Außenfilter »professionel 3e« für Aquarien bis ca. 400 laquael-aquarium-innenfilter-uni-1000-(1000-l-h).jpg

Heizstab

Zum Erwärmen des Aquarienwassers werden in der Regel sogenannte Stabheizer benutzt. Diese Geräte sind darauf ausgelegt, ihre eingestellte Temperatur ans Wasser abzugeben und dieses so auf die für Lebewesen erforderliche Temperatur zu bringen und zu halten. Der Vorteil eines Heizstabes liegt in seiner kostengünstigen Anschaffung. Qualitativ hochwertige Modelle sind ab € 20.- aufwärts zu erwerben.

Als Faustregel für die Heizleistung eines Heizstabes gelten 0,5 Watt je Liter. Für ein 200 Liter Aquarium würde man also im Idealfall einen 100 Watt-Heizstab benutzen. 

Leider birgt dieses Gerät aber auch einige Nachteile, die trotz vorsichtiger Anwendung immer wieder zu Unfällen führen. Die unmittelbare Oberfläche des Heizstabes ist extrem heiß. Für Fische bedeutet es  Verbrennungsgefahr. Neuere Geräte kommen hier mit einer Art "Schutzkäfig" daher, um diesem Problem entgegen zu wirken. Eine  weitere Gefahr ist das Platzen des Glaskolbens beim Wasserwechsel, sofern man vergisst, den Stecker vom Netz zu nehmen. 

Das Gerät überhitzt, wenn es nicht mehr von außen mit Wasser gekühlt  wird und das Glas platzt, nachdem es wieder mit dem kühleren, neu aufgefüllten Wasser in Berührung kommt. Im günstigsten Falle hat der Aquarianer einen defekten Heizstab mit Glassplittern im Aquarium. 
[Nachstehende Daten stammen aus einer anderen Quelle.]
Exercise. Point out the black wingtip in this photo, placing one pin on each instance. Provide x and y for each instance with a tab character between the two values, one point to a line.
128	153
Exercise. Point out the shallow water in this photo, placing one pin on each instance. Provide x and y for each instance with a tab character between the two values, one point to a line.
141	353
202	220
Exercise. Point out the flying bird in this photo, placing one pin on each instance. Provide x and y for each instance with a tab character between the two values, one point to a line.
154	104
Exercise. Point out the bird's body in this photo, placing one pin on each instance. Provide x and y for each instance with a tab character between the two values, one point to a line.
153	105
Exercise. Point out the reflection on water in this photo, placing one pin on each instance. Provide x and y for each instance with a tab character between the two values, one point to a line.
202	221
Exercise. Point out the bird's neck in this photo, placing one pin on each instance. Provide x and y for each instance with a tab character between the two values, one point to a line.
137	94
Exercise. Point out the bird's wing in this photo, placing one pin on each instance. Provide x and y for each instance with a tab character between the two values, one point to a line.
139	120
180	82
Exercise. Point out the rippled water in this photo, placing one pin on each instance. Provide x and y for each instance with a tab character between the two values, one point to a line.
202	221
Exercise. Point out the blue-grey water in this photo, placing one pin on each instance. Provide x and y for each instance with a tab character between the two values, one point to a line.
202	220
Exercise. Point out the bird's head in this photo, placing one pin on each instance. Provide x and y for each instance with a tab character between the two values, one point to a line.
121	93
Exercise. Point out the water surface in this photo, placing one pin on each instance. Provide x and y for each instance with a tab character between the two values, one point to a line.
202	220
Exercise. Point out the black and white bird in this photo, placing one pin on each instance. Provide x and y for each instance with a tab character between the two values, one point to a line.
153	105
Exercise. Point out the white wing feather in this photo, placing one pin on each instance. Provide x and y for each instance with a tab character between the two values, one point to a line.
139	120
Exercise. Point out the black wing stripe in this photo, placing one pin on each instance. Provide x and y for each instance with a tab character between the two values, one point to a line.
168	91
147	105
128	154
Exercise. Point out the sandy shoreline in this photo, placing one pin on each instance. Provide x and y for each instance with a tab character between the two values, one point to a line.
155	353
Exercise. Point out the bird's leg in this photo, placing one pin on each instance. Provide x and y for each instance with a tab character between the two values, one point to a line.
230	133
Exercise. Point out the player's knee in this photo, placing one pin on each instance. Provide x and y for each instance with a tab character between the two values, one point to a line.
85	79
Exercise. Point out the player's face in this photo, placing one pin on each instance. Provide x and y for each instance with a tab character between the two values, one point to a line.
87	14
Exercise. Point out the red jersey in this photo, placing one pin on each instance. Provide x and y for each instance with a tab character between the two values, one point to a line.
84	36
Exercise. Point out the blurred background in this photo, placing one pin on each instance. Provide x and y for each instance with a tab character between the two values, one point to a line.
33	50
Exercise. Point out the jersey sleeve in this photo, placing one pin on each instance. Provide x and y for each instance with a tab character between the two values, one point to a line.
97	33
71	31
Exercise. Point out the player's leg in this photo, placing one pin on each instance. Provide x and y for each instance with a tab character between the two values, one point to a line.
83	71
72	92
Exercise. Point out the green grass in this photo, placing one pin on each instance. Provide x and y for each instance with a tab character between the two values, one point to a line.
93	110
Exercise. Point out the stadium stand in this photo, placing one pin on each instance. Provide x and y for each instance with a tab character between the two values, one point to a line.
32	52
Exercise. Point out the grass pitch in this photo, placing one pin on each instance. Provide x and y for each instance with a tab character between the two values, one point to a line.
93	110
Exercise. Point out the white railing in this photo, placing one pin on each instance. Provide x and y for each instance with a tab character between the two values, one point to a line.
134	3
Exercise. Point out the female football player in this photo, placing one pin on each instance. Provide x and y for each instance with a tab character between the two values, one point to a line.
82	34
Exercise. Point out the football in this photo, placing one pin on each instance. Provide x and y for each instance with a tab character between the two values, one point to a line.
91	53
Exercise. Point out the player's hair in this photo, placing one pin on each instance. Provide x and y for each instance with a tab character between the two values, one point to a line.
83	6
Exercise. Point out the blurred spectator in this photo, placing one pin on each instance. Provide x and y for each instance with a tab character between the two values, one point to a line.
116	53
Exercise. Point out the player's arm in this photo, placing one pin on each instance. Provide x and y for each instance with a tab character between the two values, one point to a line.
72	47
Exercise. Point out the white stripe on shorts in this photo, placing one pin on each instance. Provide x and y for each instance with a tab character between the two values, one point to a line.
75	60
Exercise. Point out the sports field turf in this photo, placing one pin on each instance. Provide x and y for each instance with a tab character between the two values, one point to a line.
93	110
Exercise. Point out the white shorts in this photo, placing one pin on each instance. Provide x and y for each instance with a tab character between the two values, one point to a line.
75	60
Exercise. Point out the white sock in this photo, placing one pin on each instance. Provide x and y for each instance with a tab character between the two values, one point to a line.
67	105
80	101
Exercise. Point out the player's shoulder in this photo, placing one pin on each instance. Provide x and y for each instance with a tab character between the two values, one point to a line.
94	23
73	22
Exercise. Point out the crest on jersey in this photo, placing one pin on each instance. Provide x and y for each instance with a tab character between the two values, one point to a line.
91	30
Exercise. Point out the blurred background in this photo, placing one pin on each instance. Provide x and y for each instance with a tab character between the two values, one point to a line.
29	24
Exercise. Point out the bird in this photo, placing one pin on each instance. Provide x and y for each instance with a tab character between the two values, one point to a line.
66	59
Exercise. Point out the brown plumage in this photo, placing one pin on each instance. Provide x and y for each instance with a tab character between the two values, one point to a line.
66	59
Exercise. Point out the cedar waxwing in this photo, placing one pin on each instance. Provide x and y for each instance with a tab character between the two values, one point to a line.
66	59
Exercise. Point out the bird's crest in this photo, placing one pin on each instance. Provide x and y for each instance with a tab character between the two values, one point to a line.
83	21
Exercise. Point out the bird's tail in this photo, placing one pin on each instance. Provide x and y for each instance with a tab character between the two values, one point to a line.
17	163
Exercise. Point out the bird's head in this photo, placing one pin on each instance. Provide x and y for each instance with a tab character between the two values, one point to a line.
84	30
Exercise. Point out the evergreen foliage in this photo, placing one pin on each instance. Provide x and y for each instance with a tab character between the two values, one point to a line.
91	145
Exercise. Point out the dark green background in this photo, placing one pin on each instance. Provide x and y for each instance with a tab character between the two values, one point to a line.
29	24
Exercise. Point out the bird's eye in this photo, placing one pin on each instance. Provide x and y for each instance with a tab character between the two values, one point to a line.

Im wesentlich gefährlicherem Falle kommt es zu einem Zusammentreffen von Wasser mit Strom! Sollte die Sicherung nun noch nicht eingesetzt und den Strom abgestellt haben, steht das Aquarienwasser unter Strom! Man kann sich die Gefahr für Leib und Leben vorstellen. 

Die Bodenheizung

Eine Bodenheizung ist im Prinzip das, was sich mancher in sein Haus einbaut. Die Wärme wird über die gesamte Fläche verteilt gleichmäßig ans Wasser abgegeben. Dadurch erreicht man eine wesentlich genauere Wassertemperatur, gepaart mit einer kürzeren Heizperiode. 

Funktionsweise: Mittels eines Heizkabels, das am Aquarienboden mit Saugnäpfen fixiert und dann in Schleifen verlegt mit Bodengrund überdeckt wird, wird Wärme durch den Boden ans Wasser abgegeben. Bei den Heizspiralen handelt es sich um silikonummantelte Heizkabel im Niedervoltbetrieb. 

Der Trafo befindet sich außerhalb des Aquariums und ist mit einer zusätzlichen Schmelzsicherung versehen. Die Vorteile einer Bodenheizung sind ein eindeutig besseres Wärmeklima im Aquarium, verbessertes Pflanzenwachstum und kürzere Heizphasen. Weiterhin befinden sich keine stromführenden Teile im Aquarium. Kommt es zu einer Beschädigung des Kabels im Bodengrund, führt die Sicherung im Trafo zu einem Einstellen des Betriebs. 

Der Nachteil einer Bodenheizung liegt in ihrem höheren Anschaffungspreis begründet und hält viele Aquarianer davon ab, dieses Gerät zum Einsatz zu bringen. Gleichwohl können aber mit den handelsüblichen Bodenheizungen durchaus auch größere Aquarien betrieben werden. Erwähnenswert ist aber auch die lange Haltbarkeit einer Bodenheizung, die die Lebensdauer von Heizstäben um ein Vielfaches übertrifft.